E' in questo preciso momento storico che si inserisce la figura di Ippolita degli Azzi.

Così guidò la difesa di Arezzo

La nobildonna, il cui sposo aveva perso la vita a Campaldino, giurò vendetta e vedendo sopraggiungere le armate guelfe salì sulla torre più alta della città facendo suonare le campane per radunare tutti gli aretini. In città erano rimasti solo donne, vecchiragazzi. A loro si rivolse la nobildonna, invitandoli ad una difesa a dir poco disperata.
Gli aretini riuscirono a contenere i nemici e Ippolita non indietreggiò mai, nemmeno quando i guelfi catturato il figlio Azzolino minacciarono di tagliarli la gola davanti alla madre a meno che non si fosse arresa. Ippolita non indietreggiò e i fiorentini davanti a questo sua presa di posizione restarono basiti, quasi in ammirazione per il suo coraggio.
Decisero quindi di restituirle il figlio e venne incaricato il capitano Rinaldo de Bostoli, un aretino cacciato dalla città perchè appartenente alla fazione opposta a quella dominante. Bastò uno sguardo per far nascire un'intesa tra i due. Ad ogni modo Rinaldo rientrò subito nel campo dei guelfi, lo stesso campo che il giorno dopo Ippolita, alla testa degli aretini, dette alle fiamme con un'azione a sorpresa.
Ne scaturì una battaglia furiosa. Ippolita rimase ferita, Rinaldo vendendola a terra si fece largo per soccorrerla a costo della sua vita. Ippolita potè così tornare all'interno da Arezzo e salendo sulle mura e impugnando la spada guidò la difesa.

I caratteri dell'allegoria

Simone De Fraja e Giovanni Galli nell'opera da loro redatta su Ippolita degli Azzi ribadiscono ancora una volta come fino al 1800-1900 non vi siano tracce storiche in grado di avvalorare l'esistenza della condottiera.
Possiamo allora dire che la figura di Ippolita è quanto mai legata alla leggenda, a quella riconducibile all'eroina, alla donna guerriera, che unisce varie culture e stili letterari.
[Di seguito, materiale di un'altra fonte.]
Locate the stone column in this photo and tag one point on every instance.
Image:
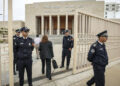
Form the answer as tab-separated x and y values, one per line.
50	25
42	25
66	24
58	25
Basti pensare già al nome Ippolita che nella mitologia greca era la regina delle Amazzoni. Quale miglior nome allora per una condottiera soprattutto per gli aretini che avevano perso la propria indipendenza a Campaldino e che cercavano una figura attraverso la quale riscattarsi.
Se qualcuno avesse ancora dei dubbi basta pensare ad esempio all'episodio che vede Ippolita assistere sulle mura della città alla minaccia dei guelfi di uccidere il figlio Azzolino che richiama ancora una volta la mitologia grecia. Oppure all'amore verso Rinaldo che nasce sul campo di battaglia e che non può avere futuro. Tutti caratteri tipici del mito, della leggenda, che rendono Ippolita una sorta di Giovanna d'Arco, per tenere alto l'orgoglio e l'dentità aretina all'indomani della battaglia di Campaldino.